Baby Genius Gets a Superfan in The Kindergarten Teacher
The Kindergarten Teacher
Directed by Nadav Lapid
Opens July 31 at the Film Society of Lincoln Center
While there’s no violence in Israeli director Nadav Lapid’s The Kindergarten Teacher, it’s one creepy film. Title character Nira (Sarit Larry) would be a great role for Isabelle Huppert if only the film were French. She’s passionate about poetry in a culture where no one seems to care much about anything but making money, and that makes her dangerous. She seems to have stepped into Tel Aviv out of a Michael Haneke or Roman Polanski film.
Refreshingly, The Kindergarten Teacher offers a view of Israeli society that sidesteps the usual clichés. There are no images of Benjamin Netanyahu ranting away. The film barely acknowledges the Israeli-Palestinian conflict. Instead, it includes a black (possibly Ethiopian-Jewish) character and touches on the tension between Ashkenazi and Sephardic Jews. (Nira is one of the latter.) At first, Nira seems like a devoted teacher with a sideline interest in poetry. Her five-year-old student Yoav (Avi Shnaidman) stands out to her as a precocious poet. Indeed, his odes to unrequited love—written by Lapid himself as a child—seem remarkably mature for his age, enough so that his nanny, who’s also an aspiring actress, uses them as texts for her auditions.

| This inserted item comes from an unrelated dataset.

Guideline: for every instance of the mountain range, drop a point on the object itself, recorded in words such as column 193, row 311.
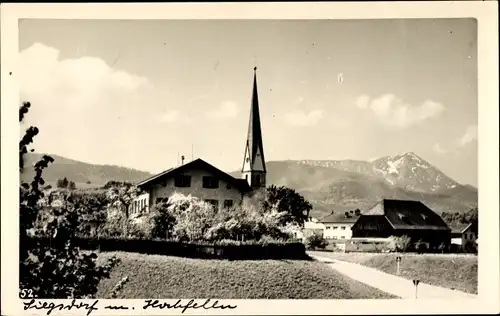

Yoav’s father is a restaurant owner more interested in expanding his business than taking care of his son and he shows nothing but contempt for his brother’s work as a poet, which inspires Nira. Gradually, Nira’s obsession with Yoav’s talent grows increasingly personal and unhealthy.
Lapid often films Yoav from a low angle, as if trying to capture the boy from his own point of view. However, he doesn’t really try to explain the psychology of either lead character. Lapid himself has said that “Yoav reads reality in his own way, and I wanted the audience not to be sure how he perceives his poems and the act of writing them.” Nira’s determination to protect Yoav’s gift is admirable on some level; it’s hard to pinpoint the exact moment where it becomes dangerous. For her, his writing fills some gap in her life—and, the film implies, in larger Israeli society, where even Nira’s poetry class ties itself in moralistic knots over Yoav’s poem about a bullfight. It’s hard to see how all this could resolve itself in some healthy manner. Sadly, Yoav seems like a pawn of adult interests all along—only in the final shot does he get a moment to himself.